Draco was dragged in before the Headmaster before he could even have the chance to run. Not that he would have been able to run far, but it was a large castle, and he could have hidden in some not-too-dirty hole for the week it would take for everyone to forget and think that he’d run off for China or somewhere like that. However, the two sturdy Hufflepuffs latched onto his arms would no more let him run off than they would tell a lie. Just his luck that the ‘puff Beaters had decided to stay during the holiday to work on their muscles. From the bruises Draco could feel dotting his lady-white arms, they didn’t really need the extra workout.
“But Teddy, you never mentioned how they caught Draco,” Rose asked with a frown. “Professor Longbottom had just left him there in the corridor, why didn’t he get away then?”
Teddy paused, his forehead scrunching. “I couldn’t think of how that would work, so I left it out. Unless you have any ideas...”
Rose looked at James who looked at Lily who looked at Hugo who looked at Albus Severus who looked back at Teddy and shrugged.
“It doesn’t bother me, cousin. Keep going.”
They hauled him up to the Headmaster’s Office, where a large gathering of professors stared indifferently across the large Headmaster’s desk, behind which sat a very demure Dumbledore. There was a dullness in his eyes that Draco had never noticed in the past.

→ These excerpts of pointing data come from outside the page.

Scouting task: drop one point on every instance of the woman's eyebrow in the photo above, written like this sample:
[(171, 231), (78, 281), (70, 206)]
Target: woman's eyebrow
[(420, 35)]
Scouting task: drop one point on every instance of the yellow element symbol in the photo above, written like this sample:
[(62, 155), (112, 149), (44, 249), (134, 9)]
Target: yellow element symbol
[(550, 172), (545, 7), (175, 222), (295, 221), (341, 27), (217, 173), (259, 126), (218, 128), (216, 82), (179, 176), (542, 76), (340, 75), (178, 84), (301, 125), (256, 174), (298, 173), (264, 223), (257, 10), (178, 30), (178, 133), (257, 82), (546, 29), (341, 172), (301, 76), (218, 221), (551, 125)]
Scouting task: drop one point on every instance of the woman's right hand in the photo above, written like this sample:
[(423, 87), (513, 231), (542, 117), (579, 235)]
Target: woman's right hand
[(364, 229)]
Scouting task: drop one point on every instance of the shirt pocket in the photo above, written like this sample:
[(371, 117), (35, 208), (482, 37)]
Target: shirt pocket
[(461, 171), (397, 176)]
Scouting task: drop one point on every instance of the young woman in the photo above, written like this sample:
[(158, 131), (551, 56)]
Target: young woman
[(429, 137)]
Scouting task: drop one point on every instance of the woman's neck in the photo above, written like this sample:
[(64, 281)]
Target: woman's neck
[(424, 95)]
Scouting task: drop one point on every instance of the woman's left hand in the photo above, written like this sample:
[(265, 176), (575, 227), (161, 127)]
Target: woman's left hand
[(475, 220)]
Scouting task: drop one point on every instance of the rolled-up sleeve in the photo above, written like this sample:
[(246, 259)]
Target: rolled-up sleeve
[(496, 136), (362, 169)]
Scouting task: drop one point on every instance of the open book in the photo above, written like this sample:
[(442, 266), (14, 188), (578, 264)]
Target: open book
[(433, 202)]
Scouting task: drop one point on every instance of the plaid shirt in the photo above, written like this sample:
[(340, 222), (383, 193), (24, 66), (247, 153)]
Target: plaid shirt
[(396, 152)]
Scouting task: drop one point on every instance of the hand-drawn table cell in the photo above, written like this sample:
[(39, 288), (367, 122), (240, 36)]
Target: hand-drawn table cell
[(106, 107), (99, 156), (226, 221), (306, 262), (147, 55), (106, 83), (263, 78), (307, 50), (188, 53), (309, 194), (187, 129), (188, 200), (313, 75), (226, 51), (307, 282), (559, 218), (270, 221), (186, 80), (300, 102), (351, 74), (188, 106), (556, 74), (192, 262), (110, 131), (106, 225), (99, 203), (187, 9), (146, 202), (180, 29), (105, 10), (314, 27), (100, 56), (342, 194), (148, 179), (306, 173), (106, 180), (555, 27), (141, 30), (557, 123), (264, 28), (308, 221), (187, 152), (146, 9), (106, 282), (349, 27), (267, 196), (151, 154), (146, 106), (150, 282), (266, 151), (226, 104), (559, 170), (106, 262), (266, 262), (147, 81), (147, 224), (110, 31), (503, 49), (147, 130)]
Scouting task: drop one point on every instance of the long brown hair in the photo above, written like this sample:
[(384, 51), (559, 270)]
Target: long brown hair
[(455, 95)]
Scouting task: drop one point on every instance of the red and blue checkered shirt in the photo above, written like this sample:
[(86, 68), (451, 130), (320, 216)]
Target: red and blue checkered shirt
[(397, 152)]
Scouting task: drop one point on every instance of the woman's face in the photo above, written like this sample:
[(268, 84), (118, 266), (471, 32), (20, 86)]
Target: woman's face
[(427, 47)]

“This is a very serious accusation, Draco. I hope you understand that.”
The Beaters deposited Draco in the large winged guest chair. For a moment, Draco wondered if large chains would appear out of nowhere to bind him down.
“Yes, sir.” He did not meet the Headmaster’s eyes.
There was a shocked gasp from Professor McGonagall. “Is that all you can say for yourself, Mr. Malfoy? It is very certain, from the evidence, that you have murdered Harry Potter.”
Because he was already pale, it was very difficult for Draco to pale more.
“I know, Professor,” he said more quietly than he had ever spoken before. “And I didn’t do it. I did not kill Potter.”
A moment of silence. Draco stared straight ahead, feeling a droplet of perspiration trickle down his spine. Before the professors, he had no semblance of courage left. They could condemn him if they wished.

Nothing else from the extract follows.